Scaling up road safety analysis with Aimsun cloud simulation

Synthetic generation, execution, and analysis of thousands of road safety scenarios is exponentially more efficient and wider ranging than any methodology based on field data. Marcel Sala & Jordi Casas of Aimsun examine the benefits of cloud simulation for safety testing
Classification & Data Collection / May 10, 2023
Aimsun cloud computing data collection urban mobility vulnerable road users safety
The more we move, the more we are exposed to the risk of accidents - so how do we reduce this risk?

Mobility demand has been increasing steadily over the last few decades, but this mobility has come at a terrible price: the more we move, the more we are exposed to the risk of accidents, severe injuries and even fatalities. If we want to reduce this to a grim equation, we could say that the probability of being in an accident is equal to exposure (measured in total distance travelled) multiplied by risk (the probability of injury per kilometre travelled). 

So how do we reduce the risk part of the equation? According to the 2022 European Road Safety Observatory, transportation fatalities - particularly road-related fatalities - have been steadily decreasing; this means that risk has not only fallen, but has outpaced the increase in exposure, i.e. the amount of travelling. This is the result of various public administrations pushing for stricter safety requirements, which have resulted in the development and widespread adoption of vehicle technologies like seatbelts, seatbelt pre-tensioners, anti-lock braking systems, airbags, electronic stability control and deformable chassis. Nonetheless, the European Commission’s Vision Zero Policy aims to reduce the risk to zero, with no severe injuries or fatalities at all, as outlined in in the EU Road Safety Policy Framework 2021-2030.

The challenge for researchers, paradoxically, is that the reduced number of severe crashes, although a good thing, means that it takes longer to gather crash data. As each new technology is introduced, a minimum of crash data is required to show an undeniable statistical trend, and this is taking longer and longer with each new successful safety increase. 

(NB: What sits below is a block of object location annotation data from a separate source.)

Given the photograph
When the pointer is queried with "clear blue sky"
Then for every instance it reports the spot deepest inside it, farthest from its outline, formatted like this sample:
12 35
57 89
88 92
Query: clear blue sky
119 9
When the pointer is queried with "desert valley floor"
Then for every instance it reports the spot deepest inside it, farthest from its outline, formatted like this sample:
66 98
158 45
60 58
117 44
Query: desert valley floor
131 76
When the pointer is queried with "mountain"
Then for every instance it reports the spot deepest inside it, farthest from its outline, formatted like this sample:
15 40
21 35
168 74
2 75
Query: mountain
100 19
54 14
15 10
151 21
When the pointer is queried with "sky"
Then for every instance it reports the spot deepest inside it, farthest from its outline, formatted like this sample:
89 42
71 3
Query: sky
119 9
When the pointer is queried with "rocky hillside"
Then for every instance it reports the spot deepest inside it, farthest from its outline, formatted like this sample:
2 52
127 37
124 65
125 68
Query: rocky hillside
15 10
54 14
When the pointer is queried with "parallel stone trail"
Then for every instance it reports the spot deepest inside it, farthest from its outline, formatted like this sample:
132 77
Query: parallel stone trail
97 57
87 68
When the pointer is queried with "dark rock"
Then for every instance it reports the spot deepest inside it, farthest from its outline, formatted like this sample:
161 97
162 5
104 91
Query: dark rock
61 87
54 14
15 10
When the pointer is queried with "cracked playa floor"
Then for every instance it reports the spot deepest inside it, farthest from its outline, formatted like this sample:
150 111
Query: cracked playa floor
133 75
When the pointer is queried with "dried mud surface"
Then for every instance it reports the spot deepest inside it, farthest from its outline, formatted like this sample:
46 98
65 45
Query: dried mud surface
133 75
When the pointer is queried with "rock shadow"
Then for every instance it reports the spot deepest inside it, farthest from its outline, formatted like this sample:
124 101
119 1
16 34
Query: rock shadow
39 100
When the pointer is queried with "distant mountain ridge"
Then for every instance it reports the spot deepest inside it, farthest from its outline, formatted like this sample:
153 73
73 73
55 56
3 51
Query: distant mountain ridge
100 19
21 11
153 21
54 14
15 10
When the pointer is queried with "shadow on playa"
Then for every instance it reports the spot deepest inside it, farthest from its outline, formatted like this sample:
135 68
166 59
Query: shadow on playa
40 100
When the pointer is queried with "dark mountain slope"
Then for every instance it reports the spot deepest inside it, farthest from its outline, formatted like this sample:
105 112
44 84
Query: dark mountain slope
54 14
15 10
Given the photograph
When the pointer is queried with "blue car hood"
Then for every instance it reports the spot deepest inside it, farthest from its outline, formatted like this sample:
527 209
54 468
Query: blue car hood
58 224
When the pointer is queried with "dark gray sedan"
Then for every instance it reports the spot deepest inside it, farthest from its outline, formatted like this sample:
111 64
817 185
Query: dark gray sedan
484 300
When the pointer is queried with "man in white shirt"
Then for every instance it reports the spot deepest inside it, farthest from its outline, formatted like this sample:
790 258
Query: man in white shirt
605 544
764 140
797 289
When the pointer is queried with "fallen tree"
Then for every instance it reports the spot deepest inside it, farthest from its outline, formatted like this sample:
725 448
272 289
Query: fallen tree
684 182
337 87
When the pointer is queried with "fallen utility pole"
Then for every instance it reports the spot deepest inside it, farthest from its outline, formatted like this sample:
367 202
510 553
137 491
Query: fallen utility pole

What is the SAFE-UP research project?

The EU-funded SAFE-UP project aims to develop new technologies and frameworks that enable safer roads in future scenarios. For example, developing new seat restraints that work in a reclined position, so people can rest in automated vehicles (AVs) while travelling; or developing tools to detect conflict points in an environment with AVs and vulnerable road users (VRUs). While the seat example can be tested by physically building new seats, the latter type of development obviously needs to be tested in a virtual scenario as AVs are still not on the roads. 

Aimsun SAFE-UP
Town 7 from the CARLA simulator imported into Aimsun Next

This requires computer-based simulations, which allow us to simulate tens of thousands of kilometres travelled – the quantity is only limited by the computational power available. A simulation framework greatly speeds up the validation of safety technology, allowing faster implementation and potentially saving more people from major injuries. In the SAFE-UP project, Aimsun Next transport simulation software served as the integration platform for a range of different safety behavioural models. The Aimsun Next platform managed all the models and also provided the architecture for anything not explicitly modelled in SAFE-UP, like the road network.

How can we integrate different behavioural models?

Five different behavioural models were integrated for the SAFE-UP simulations: for human drivers, motorbikes, bicycles, pedestrians and AVs. 
•    The human driver model was supplied by SAFE-UP partner, TNO; this model allows us to model distracted driving - caused by factors like tiredness or using a mobile phone - by fine tuning the different input parameters. The equivalent of this model for motorbike riders was provided by the Università degli Studi di Firenze. 
•    The bicycle and pedestrian models were both provided by the Institute for Automotive Engineering (ika), at RWTH Aachen University. Modelling how pedestrians cross a road has to take their limited perception capability into account; cyclists bring additional uncertainty in terms of their lateral position and slower speed than motorcycles. 
•    SAFE-UP lead partner, Applus+ IDIADA, provided the model of how AVs behave, to aid assessment of future safety scenarios. 

Using a synthetic road network

These models then run within the simulation in a road network, which can be based either on a real-world example or a synthetic network. The SAFE-UP team used a synthetic network to keep the simulation as simple and small as possible, ensuring shorter simulation times to achieve the same amount of useful data.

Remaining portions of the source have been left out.